Normalize attribute names in default object get/set attribute

thatbirdguythatuknownot · October 14, 2024, 1:29pm

Attribute names are considered identifiers when accessed or set directly, which causes them (if they’re unicode) to be normalized. However, getattr(), setattr() or the default object attribute getter/setter doesn’t do that. This results in weird behavior like this:

class Foo:
    µ = 0

print(Foo.µ)  # 0

setattr(Foo, 'µ', 1)
print(Foo.µ)  # 0
print(getattr(Foo, 'µ'))  # 1

Foo.µ = 2
print(Foo.µ)  # 2
print(getattr(Foo, 'µ'))  # 1

[Character taken from this weird identifier normalization post.]

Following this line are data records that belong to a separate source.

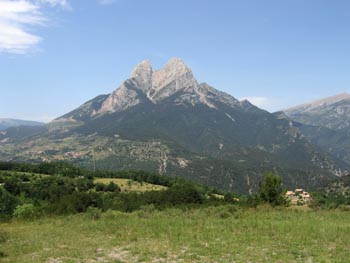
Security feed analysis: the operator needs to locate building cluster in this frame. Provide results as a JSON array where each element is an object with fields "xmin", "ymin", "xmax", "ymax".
[{"xmin": 285, "ymin": 188, "xmax": 312, "ymax": 205}]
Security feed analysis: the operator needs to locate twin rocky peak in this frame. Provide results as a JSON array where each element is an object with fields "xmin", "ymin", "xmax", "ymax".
[{"xmin": 76, "ymin": 58, "xmax": 247, "ymax": 119}]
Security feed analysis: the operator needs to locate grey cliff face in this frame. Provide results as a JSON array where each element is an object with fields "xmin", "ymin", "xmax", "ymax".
[
  {"xmin": 130, "ymin": 60, "xmax": 153, "ymax": 93},
  {"xmin": 95, "ymin": 58, "xmax": 198, "ymax": 115},
  {"xmin": 98, "ymin": 79, "xmax": 143, "ymax": 114},
  {"xmin": 149, "ymin": 58, "xmax": 197, "ymax": 102},
  {"xmin": 68, "ymin": 58, "xmax": 243, "ymax": 118}
]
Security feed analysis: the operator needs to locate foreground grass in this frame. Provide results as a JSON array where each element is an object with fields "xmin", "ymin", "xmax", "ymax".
[{"xmin": 1, "ymin": 206, "xmax": 350, "ymax": 263}]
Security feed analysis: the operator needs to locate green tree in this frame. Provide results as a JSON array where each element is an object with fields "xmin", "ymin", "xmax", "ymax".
[
  {"xmin": 95, "ymin": 182, "xmax": 106, "ymax": 192},
  {"xmin": 105, "ymin": 182, "xmax": 120, "ymax": 192},
  {"xmin": 258, "ymin": 172, "xmax": 287, "ymax": 206},
  {"xmin": 166, "ymin": 183, "xmax": 204, "ymax": 205},
  {"xmin": 0, "ymin": 187, "xmax": 18, "ymax": 218}
]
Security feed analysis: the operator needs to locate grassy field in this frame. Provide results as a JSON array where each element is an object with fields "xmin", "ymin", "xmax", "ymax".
[
  {"xmin": 94, "ymin": 178, "xmax": 168, "ymax": 192},
  {"xmin": 1, "ymin": 206, "xmax": 350, "ymax": 263}
]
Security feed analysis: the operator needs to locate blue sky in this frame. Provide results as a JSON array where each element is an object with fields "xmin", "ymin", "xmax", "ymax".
[{"xmin": 1, "ymin": 0, "xmax": 350, "ymax": 122}]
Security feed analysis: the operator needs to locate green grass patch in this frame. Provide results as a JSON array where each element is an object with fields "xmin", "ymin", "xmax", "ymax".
[
  {"xmin": 1, "ymin": 207, "xmax": 350, "ymax": 262},
  {"xmin": 94, "ymin": 178, "xmax": 168, "ymax": 192}
]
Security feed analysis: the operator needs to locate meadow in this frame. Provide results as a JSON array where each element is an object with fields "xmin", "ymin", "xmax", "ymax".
[
  {"xmin": 1, "ymin": 206, "xmax": 350, "ymax": 263},
  {"xmin": 94, "ymin": 178, "xmax": 168, "ymax": 192}
]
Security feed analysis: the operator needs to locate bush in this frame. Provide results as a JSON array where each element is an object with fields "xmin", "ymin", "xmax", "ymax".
[
  {"xmin": 102, "ymin": 209, "xmax": 119, "ymax": 219},
  {"xmin": 85, "ymin": 207, "xmax": 102, "ymax": 220},
  {"xmin": 247, "ymin": 194, "xmax": 260, "ymax": 208},
  {"xmin": 13, "ymin": 204, "xmax": 36, "ymax": 219},
  {"xmin": 166, "ymin": 184, "xmax": 204, "ymax": 205},
  {"xmin": 95, "ymin": 183, "xmax": 106, "ymax": 192},
  {"xmin": 224, "ymin": 192, "xmax": 234, "ymax": 203},
  {"xmin": 217, "ymin": 205, "xmax": 241, "ymax": 219},
  {"xmin": 338, "ymin": 204, "xmax": 350, "ymax": 211},
  {"xmin": 105, "ymin": 182, "xmax": 120, "ymax": 192},
  {"xmin": 95, "ymin": 182, "xmax": 121, "ymax": 192},
  {"xmin": 137, "ymin": 204, "xmax": 156, "ymax": 218}
]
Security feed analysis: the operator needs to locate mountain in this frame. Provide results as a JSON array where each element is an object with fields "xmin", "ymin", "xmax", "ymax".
[
  {"xmin": 0, "ymin": 118, "xmax": 44, "ymax": 130},
  {"xmin": 0, "ymin": 58, "xmax": 342, "ymax": 193},
  {"xmin": 284, "ymin": 93, "xmax": 350, "ymax": 129},
  {"xmin": 284, "ymin": 93, "xmax": 350, "ymax": 166}
]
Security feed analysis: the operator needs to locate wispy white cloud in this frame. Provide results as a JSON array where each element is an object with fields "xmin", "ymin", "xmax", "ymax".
[
  {"xmin": 38, "ymin": 0, "xmax": 70, "ymax": 8},
  {"xmin": 97, "ymin": 0, "xmax": 116, "ymax": 5},
  {"xmin": 0, "ymin": 0, "xmax": 69, "ymax": 54}
]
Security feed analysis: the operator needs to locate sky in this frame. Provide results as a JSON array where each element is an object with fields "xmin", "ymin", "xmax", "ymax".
[{"xmin": 1, "ymin": 0, "xmax": 350, "ymax": 122}]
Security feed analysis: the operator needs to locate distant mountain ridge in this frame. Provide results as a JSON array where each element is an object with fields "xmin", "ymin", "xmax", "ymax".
[
  {"xmin": 0, "ymin": 59, "xmax": 344, "ymax": 193},
  {"xmin": 285, "ymin": 93, "xmax": 350, "ymax": 130},
  {"xmin": 284, "ymin": 93, "xmax": 350, "ymax": 167},
  {"xmin": 0, "ymin": 118, "xmax": 44, "ymax": 130}
]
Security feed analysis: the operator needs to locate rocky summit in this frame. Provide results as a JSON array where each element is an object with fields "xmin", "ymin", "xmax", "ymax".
[
  {"xmin": 0, "ymin": 59, "xmax": 344, "ymax": 193},
  {"xmin": 56, "ymin": 58, "xmax": 240, "ymax": 121}
]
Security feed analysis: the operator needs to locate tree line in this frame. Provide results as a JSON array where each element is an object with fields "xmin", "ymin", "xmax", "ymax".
[
  {"xmin": 1, "ymin": 161, "xmax": 346, "ymax": 220},
  {"xmin": 0, "ymin": 162, "xmax": 230, "ymax": 219}
]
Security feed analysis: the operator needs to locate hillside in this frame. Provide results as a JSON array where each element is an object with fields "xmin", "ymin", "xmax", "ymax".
[{"xmin": 284, "ymin": 93, "xmax": 350, "ymax": 167}]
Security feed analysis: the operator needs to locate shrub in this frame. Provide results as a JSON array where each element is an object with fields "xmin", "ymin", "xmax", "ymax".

As demonstrated above, the direct identifier attribute refers to a different object from the dynamic string attribute, which can be a source of unexpected behavior.
Therefore, why not normalize the strings passed to getattr(), setattr(), or the default attribute getter/setter?

MegaIng · October 14, 2024, 1:44pm

Why not is easy to answer: It’s less work and doesn’t affect 99.9% of programs. Also, these functions accept a lot more than just identifiers, they in fact accept any string. Checking/Normalizing would mean a probably non-trivial amount of work for all programs, just to improve semantics in a specific edge case.

But I also agree that this is confusing and surprising behavior - Although I would almost say it would be more reasonable to reject identifiers that aren’t normalized in the source code.